Later at the State Department the only person who did not eventually
pardon my jest was the clerk who had sat up until three in the morning
with my cable, trying to fit it to any known code.

Immediately after my return to the Hotel Venezuela Schnitzel excused
himself, and half an hour later returned in triumph with the cable
operator and ordered lunch for both. They imbibed much sweet champagne.

When we again were safe at sea, I said: "Schnitzel, how much did you pay
that Frenchman to let you read my second cable?"

Schnitzel's reply was prompt and complacent.

"One hundred dollars gold. It was worth it.

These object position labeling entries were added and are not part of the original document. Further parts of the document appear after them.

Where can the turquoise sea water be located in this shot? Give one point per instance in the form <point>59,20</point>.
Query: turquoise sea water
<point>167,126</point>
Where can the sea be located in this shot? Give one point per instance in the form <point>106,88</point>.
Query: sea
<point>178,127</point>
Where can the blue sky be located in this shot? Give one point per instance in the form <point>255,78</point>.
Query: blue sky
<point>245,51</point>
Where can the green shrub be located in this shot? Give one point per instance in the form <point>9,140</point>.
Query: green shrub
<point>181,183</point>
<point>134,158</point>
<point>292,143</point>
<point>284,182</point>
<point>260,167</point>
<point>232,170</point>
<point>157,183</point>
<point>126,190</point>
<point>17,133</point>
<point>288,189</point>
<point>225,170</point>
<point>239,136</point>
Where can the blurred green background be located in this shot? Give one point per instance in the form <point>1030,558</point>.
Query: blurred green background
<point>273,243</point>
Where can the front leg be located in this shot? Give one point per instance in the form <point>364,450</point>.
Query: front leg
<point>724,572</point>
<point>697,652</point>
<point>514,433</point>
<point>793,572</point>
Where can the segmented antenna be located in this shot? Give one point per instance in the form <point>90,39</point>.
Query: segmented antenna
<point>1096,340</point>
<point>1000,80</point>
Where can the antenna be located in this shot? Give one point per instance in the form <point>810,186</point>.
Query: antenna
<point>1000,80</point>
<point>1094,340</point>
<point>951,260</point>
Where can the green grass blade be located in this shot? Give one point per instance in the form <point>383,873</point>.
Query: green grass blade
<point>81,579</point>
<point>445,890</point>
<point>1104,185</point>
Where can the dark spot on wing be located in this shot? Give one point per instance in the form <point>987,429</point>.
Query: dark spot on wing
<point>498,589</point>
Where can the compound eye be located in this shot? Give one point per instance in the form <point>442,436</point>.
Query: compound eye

Do you want to know how I
doped it out?"

I even challenged him to do so. "'Roses red'--war declared; 'violets
blue'--outlook bad, or blue; 'send snow'--send squadron, because the
white squadron is white like snow. See? It was too easy."

"Schnitzel," I cried, "you are wonderful!"

Schnitzel yawned in my face.

"Oh, you don't have to hit the soles of my feet with a night-stick to
keep me awake," he said.

After I had been a week at sea, I found that either I had to believe
that in all things Schnitzel was a liar, or that the men of the Nitrate
Trust were in all things evil. I was convinced that instead of the
people of Valencia robbing them, they were robbing both the people of
Valencia and the people of the United States.

To go to war on their account was to degrade our Government. I explained
to Schnitzel it was not becoming that the United States navy should be
made the cat's-paw of a corrupt corporation. I asked his permission to
repeat to the authorities at Washington certain of the statements he had
made.

Schnitzel was greatly pleased.

"You're welcome to tell 'em anything I've said," he assented. "And," he
added, "most of it's true, too."

I wrote down certain charges he had made, and added what I had always
known of the nitrate fight. It was a terrible arraignment. In
the evening I read my notes to Schnitzel, who, in a corner of the
smoking-room, sat, frowning importantly, checking off each statement,
and where I made an error of a date or a name, severely correcting me.

Several times I asked him, "Are you sure this won't get you into trouble
with your 'people'? You seem to accuse everybody on each side."

Schnitzel's eyes instantly closed with suspicion.

"Don't you worry about me and my people," he returned sulkily. "That's
MY secret, and you won't find it out, neither. I may be as crooked as
the rest of them, but I'm not giving away my employer."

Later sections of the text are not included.